El 11 de enero llegamos a San Diego, a dos pasos de Tijuana, en la frontera con México. Es una ciudad antipática en downtown, casi como si no hubiéramos salido aún de Los Ángeles, e innegablemente bella en lugares como La Jolla, con sus focas, pelícanos y colibrís revoltosos disfrutando del sol de invierno. Descubrimos rincones alejados de turistas peregrinos, como Del Mar, surferos que despiden al sol en el Pacífico inmenso e historia hispana en el casco antiguo de la ciudad, hoy reconvertido en museo.

La madrugada del 13 de enero llegamos, otra vez de la mano de Greyhound, a Las Vegas, en Nevada. Al amparo de la noche la ciudad parece tranquila, hace frío de nieve y hay luces por todas partes. A poco que se conduzca hacia las afueras uno se da cuenta de que la meca de los casinos se levanta en medio de llanuras despobladas y montañas rojizas, y con esa primera impresión y un poco de sueño partimos el mismo día hacia el Gran Cañón -lo único bueno de madrugar es ver cómo el sol se levanta tras las montañas-. La carretera es una recta infinita que se pierde en el horizonte, solo interrumpida por algún tumbleweed extraviado que completa a la perfección esa sensación de Viejo Oeste que nos invade desde que entramos en Arizona.

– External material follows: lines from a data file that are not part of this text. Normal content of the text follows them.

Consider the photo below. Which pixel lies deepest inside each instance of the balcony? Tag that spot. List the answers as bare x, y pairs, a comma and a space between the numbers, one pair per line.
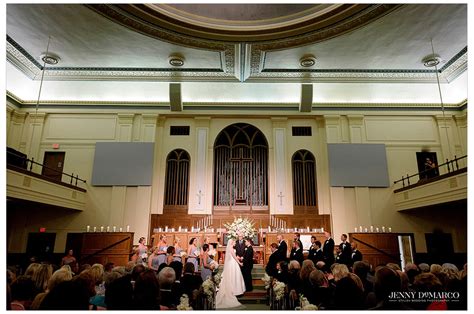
445, 188
27, 185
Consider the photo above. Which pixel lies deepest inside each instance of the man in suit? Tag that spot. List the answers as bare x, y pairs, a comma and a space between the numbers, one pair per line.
270, 269
346, 250
297, 252
248, 265
282, 248
328, 249
356, 254
239, 246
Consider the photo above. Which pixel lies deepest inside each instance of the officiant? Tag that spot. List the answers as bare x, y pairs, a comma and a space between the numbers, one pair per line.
247, 265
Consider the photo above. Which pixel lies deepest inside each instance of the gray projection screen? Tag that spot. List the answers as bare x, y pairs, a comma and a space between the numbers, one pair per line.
123, 163
358, 165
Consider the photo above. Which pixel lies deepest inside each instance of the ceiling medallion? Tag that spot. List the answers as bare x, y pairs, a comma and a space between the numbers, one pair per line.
50, 58
431, 60
176, 60
307, 61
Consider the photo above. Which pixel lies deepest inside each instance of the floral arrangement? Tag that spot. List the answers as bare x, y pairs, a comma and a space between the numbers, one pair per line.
267, 280
305, 305
279, 289
208, 288
243, 225
184, 303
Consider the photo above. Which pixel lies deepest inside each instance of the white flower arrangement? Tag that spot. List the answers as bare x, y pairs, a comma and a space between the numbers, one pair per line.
184, 303
267, 280
243, 225
279, 289
208, 288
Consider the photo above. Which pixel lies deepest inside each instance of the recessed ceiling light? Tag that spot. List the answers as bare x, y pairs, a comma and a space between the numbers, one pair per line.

Un viejo motel en la Ruta 66 y las montañas de un rojo de mil colores en el impresionante Cañón del Colorado, lo más bonito de Norteamérica. Suena Hotel California en la radio del coche al final de nuestro trayecto en esta odisea americana: “On a dark desert highway, cool wind in my hair…”; no es mentira todo lo que cuentan en las películas.